Por isso, é importante que o autônomo comece a contribuir o quanto antes, para não ter dificuldades quando precisar acionar a previdência.
Diferença entre autônomo e MEI
Muitos confundem o contribuinte individual com o Microempreendedor Individual (MEI). Embora ambos paguem o INSS, as regras são diferentes.
- MEI: paga contribuição reduzida (5% do salário mínimo) já incluída no DAS (Documento de Arrecadação do Simples Nacional).
- Autônomo contribuinte individual: pode escolher entre 11% e 20%, dependendo do código de contribuição.

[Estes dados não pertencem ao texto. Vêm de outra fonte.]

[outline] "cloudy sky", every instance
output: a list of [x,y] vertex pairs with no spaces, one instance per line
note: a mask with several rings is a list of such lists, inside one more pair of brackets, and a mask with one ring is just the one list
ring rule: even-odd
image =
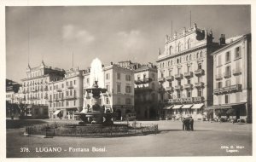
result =
[[215,41],[251,32],[250,6],[7,7],[7,78],[20,82],[26,68],[63,69],[131,60],[155,62],[165,36],[189,27],[212,29]]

O MEI tem vantagens tributárias, mas também limitações, como faturamento máximo anual e restrição de atividades. O autônomo, por outro lado, tem maior liberdade, mas assume contribuições mais altas.
Como manter a regularidade das contribuições
Para não perder qualidade de segurado no INSS, o autônomo deve manter as contribuições em dia.
- Organização: crie lembretes para o dia 20 de cada mês.
- Planejamento financeiro: inclua o pagamento do INSS como despesa fixa mensal.
- Consulta online: acompanhe o histórico de contribuições pelo aplicativo ou site “Meu INSS”.
Caso haja períodos sem contribuição, o trabalhador pode pagar em atraso, mas precisará comprovar que exerceu atividade remunerada durante o período.
Vantagens de contribuir como autônomo

- Proteção em situações de emergência (doença, maternidade, invalidez).
- Garantia de aposentadoria no futuro.
- Possibilidade de incluir dependentes em benefícios.
- Comprovação de tempo de contribuição em concursos e processos seletivos.
Mais do que um gasto, a contribuição deve ser vista como um investimento em segurança social.
Considerações finais
O crescimento do trabalho autônomo no Brasil torna ainda mais importante a discussão sobre contribuição ao INSS como contribuinte individual. Ao compreender os tipos de contribuição, os valores e os benefícios garantidos, o trabalhador consegue planejar melhor sua carreira e seu futuro.
O INSS para autônomos é um instrumento de cidadania, que assegura direitos básicos como aposentadoria, auxílio em situações de doença e proteção para a família. Portanto, estar em dia com a contribuição previdenciária é fundamental para qualquer trabalhador que deseja combinar liberdade profissional com segurança social.